壽昌心中升起一種兔死狐悲的蒼涼感。
“壽昌,三個月時間已到,我要的人呢”
冉騰霄坐在客廳的沙發上,一邊沏茶一邊淡淡的問道。
壽昌垂下腦袋“當初禹江挑撥我們兄弟三人的關系,我與祿昌嫉妒吉昌得文爺信任,便陷害吉昌叛逃,一切都在禹江的計劃之中,她知道文爺不甘心會追到京都,文爺是我和祿昌害死的。”
冉騰霄端著紫砂茶壺的手一頓,微微瞇起眼睛。
“我再問你最后一遍,我要的人呢”
“禹江臥底文爺身邊兩年,是什么值得她或她背后的組織如此大費周章的謀劃,是文爺的人頭嗎不,是文爺手中的青龍印。”
冉騰霄走到他面前,面無表情的看著他“青龍印”
“霄爺,這樣就沒意思了,你大費周章的找那對母女,難道不是為了青龍印你應該問問西羽,他是吉昌的兒子,難道吉昌沒有告訴過他嗎當初就是這個秘密成了吉昌的催命符,文爺為了他心愛的女人,可以手刃兄弟,你問問西羽,為了一個殺父仇人,值得如此嗎”
壽昌說著呵呵笑了起來。
冉騰霄瞇起眼睛,“你見過西羽了”
“他跟你說了什么”
“他是我的親侄子,問候一下我這個親叔叔而已。”
“很好,那我就再給你三個月的時間,是你的兒子重要,還是你的親侄子重要,你想清楚。

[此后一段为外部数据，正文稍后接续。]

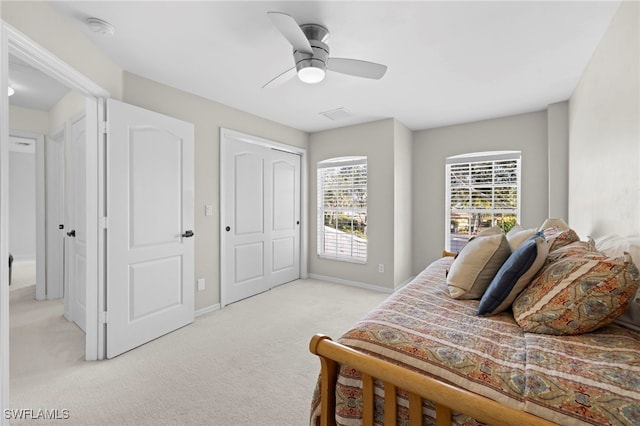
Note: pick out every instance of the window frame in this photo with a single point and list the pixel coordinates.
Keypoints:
(321, 167)
(474, 158)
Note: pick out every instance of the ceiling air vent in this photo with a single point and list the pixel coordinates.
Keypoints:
(337, 114)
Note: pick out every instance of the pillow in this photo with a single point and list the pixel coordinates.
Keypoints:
(514, 275)
(577, 294)
(494, 230)
(518, 236)
(558, 238)
(476, 265)
(616, 245)
(577, 248)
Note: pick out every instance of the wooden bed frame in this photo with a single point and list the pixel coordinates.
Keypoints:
(445, 397)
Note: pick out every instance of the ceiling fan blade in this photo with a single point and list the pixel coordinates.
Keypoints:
(291, 31)
(357, 67)
(281, 79)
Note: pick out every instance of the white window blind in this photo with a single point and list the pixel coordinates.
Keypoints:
(483, 190)
(342, 208)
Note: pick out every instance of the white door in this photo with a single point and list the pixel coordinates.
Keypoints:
(261, 218)
(76, 235)
(150, 218)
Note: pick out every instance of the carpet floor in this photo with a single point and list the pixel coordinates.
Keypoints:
(247, 364)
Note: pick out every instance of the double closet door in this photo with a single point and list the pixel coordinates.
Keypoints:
(260, 218)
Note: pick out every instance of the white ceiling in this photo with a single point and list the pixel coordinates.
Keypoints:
(449, 62)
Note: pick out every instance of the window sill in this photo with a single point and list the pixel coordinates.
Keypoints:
(343, 259)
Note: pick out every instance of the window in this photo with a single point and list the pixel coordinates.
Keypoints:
(342, 208)
(483, 190)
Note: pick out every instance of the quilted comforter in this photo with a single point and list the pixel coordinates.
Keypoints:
(592, 378)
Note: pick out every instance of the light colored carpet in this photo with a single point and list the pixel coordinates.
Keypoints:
(247, 364)
(23, 274)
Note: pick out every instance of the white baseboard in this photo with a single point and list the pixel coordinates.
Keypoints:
(352, 283)
(405, 282)
(207, 310)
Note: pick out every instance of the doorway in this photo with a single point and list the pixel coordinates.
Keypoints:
(261, 214)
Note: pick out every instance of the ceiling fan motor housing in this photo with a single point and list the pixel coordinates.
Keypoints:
(317, 35)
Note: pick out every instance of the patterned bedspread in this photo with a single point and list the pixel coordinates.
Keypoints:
(592, 378)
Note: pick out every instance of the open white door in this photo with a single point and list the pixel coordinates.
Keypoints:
(260, 218)
(150, 218)
(55, 215)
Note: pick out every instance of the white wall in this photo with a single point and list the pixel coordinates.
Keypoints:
(208, 117)
(39, 21)
(604, 129)
(374, 140)
(22, 185)
(558, 133)
(524, 132)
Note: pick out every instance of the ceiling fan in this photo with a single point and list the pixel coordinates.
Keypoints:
(311, 54)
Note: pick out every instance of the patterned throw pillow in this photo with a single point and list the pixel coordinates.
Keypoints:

”
冉騰霄擺了擺手,壽昌便被人拖了出去。
“霄爺,您為什么不直接問西羽”葉霜困惑的問道。
干嘛要大費周章,管他什么西羽還是東羽,不信撬不開他的嘴。
葉劍瞪了她一眼“我還沒找你算賬,你是怎么看的人,他什么時候見的西羽”
葉霜吐了吐舌頭,“師兄,我錯了。”
葉劍瞥了眼冉騰霄,對葉霜說道“只此一次,下不為例,去吧。”
葉霜趕緊離開。
“葉劍,你覺得呢”冉騰霄問道。
葉劍知道他問的是剛才葉霜說的那句話。
葉劍一面在心底罵葉霜蠢,一面回道“西羽不是能受威脅的人,結果可能適得其反。”
冉騰霄幽幽嘆了口氣“我這個伯公啊,做事喜歡留一手,說不定西羽就是他留給這對母女的底牌,我只是疑惑,隱匿了十二年,為什么這個時候冒出來,他的目的是什么”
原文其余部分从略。